Итак, во тьме прикованный, нагой и одержимый адской неведомой тварью, после пяти приливов и отливов, дурак окончательно сбрендил.

 

 

Страхом скрутило крохотный умишко дурака – растянуло его превыше всех пределов рассудка, пока тот не лопнул, – и дурак, весь дрожащий и бледный, рехнулся совсем.

 

 

Ополоумел, окончательно обезумел. Чокнулся.

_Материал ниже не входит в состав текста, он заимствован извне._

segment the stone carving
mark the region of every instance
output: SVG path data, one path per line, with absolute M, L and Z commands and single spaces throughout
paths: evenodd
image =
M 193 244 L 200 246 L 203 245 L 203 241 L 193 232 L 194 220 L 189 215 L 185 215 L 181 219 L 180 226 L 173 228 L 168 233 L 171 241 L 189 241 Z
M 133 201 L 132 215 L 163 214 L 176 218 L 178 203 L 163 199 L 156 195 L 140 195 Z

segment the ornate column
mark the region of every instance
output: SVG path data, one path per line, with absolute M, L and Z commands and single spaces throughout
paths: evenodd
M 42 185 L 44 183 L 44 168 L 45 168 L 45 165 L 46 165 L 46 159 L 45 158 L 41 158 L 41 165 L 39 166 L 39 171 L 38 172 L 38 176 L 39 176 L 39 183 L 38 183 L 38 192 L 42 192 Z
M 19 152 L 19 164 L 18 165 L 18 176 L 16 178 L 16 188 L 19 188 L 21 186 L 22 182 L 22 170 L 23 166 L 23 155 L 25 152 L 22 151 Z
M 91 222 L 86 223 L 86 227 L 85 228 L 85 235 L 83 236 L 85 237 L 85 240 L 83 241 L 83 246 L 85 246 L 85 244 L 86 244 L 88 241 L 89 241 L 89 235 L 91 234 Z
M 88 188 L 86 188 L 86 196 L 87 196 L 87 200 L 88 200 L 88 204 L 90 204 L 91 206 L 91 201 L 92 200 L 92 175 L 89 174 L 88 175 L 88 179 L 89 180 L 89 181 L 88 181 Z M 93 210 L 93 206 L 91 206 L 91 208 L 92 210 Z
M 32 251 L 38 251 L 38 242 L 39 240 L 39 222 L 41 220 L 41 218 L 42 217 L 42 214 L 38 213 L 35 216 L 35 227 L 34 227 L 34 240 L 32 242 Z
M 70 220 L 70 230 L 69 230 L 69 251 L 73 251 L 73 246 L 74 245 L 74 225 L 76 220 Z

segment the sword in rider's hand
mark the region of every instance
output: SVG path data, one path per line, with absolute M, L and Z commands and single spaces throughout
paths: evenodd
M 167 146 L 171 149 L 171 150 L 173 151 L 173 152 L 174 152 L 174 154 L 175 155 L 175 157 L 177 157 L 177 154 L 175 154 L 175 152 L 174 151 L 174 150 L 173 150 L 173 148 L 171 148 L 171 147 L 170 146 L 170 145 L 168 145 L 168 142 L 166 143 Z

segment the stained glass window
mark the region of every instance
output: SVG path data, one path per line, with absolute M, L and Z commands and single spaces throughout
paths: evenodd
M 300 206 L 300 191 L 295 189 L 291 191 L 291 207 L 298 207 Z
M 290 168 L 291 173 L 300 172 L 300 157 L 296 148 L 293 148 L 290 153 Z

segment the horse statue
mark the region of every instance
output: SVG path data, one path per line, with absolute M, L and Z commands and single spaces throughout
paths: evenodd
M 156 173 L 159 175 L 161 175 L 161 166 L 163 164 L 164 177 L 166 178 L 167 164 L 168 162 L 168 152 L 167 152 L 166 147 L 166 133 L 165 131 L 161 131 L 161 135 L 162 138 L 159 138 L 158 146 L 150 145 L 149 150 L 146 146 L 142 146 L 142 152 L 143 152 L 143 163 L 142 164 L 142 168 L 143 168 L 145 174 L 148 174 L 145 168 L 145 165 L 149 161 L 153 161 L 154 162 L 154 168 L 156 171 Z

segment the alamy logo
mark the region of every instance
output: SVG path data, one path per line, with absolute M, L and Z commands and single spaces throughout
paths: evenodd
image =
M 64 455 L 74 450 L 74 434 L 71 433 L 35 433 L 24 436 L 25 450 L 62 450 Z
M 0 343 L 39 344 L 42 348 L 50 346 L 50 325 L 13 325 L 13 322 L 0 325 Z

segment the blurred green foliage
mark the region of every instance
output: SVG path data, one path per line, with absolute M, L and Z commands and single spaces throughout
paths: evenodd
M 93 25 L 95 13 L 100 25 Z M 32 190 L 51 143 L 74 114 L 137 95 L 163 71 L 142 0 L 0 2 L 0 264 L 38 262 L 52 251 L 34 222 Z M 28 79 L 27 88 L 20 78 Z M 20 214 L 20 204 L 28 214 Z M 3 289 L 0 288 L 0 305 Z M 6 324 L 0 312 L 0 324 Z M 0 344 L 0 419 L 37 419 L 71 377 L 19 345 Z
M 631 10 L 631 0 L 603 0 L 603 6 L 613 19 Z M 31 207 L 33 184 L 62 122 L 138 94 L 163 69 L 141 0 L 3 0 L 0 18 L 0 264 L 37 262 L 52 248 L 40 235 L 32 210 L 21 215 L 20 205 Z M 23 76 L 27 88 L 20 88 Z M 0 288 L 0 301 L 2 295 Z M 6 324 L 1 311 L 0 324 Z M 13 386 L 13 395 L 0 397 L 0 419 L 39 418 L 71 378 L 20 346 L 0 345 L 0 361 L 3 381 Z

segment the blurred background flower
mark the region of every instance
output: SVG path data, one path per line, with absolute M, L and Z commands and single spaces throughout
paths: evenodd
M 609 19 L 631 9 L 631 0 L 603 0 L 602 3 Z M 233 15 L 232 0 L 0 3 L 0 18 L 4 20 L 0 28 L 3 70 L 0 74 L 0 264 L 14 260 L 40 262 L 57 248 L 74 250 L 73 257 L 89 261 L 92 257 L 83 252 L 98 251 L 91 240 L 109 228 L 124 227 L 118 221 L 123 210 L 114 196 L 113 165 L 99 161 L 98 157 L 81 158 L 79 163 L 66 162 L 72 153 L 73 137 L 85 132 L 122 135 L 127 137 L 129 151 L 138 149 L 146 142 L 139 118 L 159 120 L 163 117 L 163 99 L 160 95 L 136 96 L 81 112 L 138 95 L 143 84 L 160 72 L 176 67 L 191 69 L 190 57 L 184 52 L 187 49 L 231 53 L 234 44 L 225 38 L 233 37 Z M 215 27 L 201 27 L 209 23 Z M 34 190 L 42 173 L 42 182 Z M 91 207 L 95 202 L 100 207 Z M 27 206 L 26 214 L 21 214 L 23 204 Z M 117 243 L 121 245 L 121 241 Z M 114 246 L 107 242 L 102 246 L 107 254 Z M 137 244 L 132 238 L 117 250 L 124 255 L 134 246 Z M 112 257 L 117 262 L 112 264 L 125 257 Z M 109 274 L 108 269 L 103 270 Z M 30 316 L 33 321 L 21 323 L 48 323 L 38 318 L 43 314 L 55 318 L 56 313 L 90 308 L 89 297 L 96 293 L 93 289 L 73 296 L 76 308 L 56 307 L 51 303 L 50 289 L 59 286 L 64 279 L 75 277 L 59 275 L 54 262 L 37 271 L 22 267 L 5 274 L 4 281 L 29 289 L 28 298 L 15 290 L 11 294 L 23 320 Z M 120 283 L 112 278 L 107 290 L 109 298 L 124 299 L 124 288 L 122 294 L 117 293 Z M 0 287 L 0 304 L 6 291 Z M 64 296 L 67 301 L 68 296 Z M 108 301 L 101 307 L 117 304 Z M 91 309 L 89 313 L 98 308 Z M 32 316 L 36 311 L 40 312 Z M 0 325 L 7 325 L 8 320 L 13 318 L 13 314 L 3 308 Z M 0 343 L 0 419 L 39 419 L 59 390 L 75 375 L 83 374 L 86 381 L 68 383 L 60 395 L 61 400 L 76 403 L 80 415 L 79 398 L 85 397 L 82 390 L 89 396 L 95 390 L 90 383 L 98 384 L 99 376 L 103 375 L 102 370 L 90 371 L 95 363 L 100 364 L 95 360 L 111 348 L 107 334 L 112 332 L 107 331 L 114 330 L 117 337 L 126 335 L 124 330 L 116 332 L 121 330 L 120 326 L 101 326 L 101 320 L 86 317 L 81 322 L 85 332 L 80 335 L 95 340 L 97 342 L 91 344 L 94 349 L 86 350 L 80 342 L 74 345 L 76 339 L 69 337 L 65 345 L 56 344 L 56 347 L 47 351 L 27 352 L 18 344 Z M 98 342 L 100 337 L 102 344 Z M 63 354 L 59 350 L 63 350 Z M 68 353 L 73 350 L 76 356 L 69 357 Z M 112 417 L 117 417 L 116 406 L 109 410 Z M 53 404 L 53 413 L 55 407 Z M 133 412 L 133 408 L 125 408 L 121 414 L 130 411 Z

До висящих слюней, до пены изо рта, до гавканья сбесился.

 

 

Ты орешь на бестелесный голос в темноте.

 

В отливы, как вот сейчас, я занимаю свой ум, измысливая изощренные муки и мести своему тюремщику и перемежая их всхлипами и жалкими стенаньями по навсегда утраченной Корделии, потерянной свободе и изгнанничеству из света и тепла. Между приступами душесокрушительного отчаянья схлебываю воду у себя с руки. Хоть какая-то победа – эти непрестанные капли сверху, что плюхаются на карниз у моей руки, будто часы жизни моей отсчитывают оставшееся ей время. Оказалось, что влага животворная. Да, видите ли, она оказалась пресной – вне сомнений, в какой-то цистерне наверху течь, и, если преисполниться решимости и немного выкрутить цепь, можно немного утолить жажду – вода сочится по цепи и руке. Иногда я развлекаюсь пением песен или воплями, пока не садится голос. Но когда наступает прилив и келья моя наполняется теплой морской водой – тогда приходит она, и эта беспросветная преисподняя становится чем-то иным.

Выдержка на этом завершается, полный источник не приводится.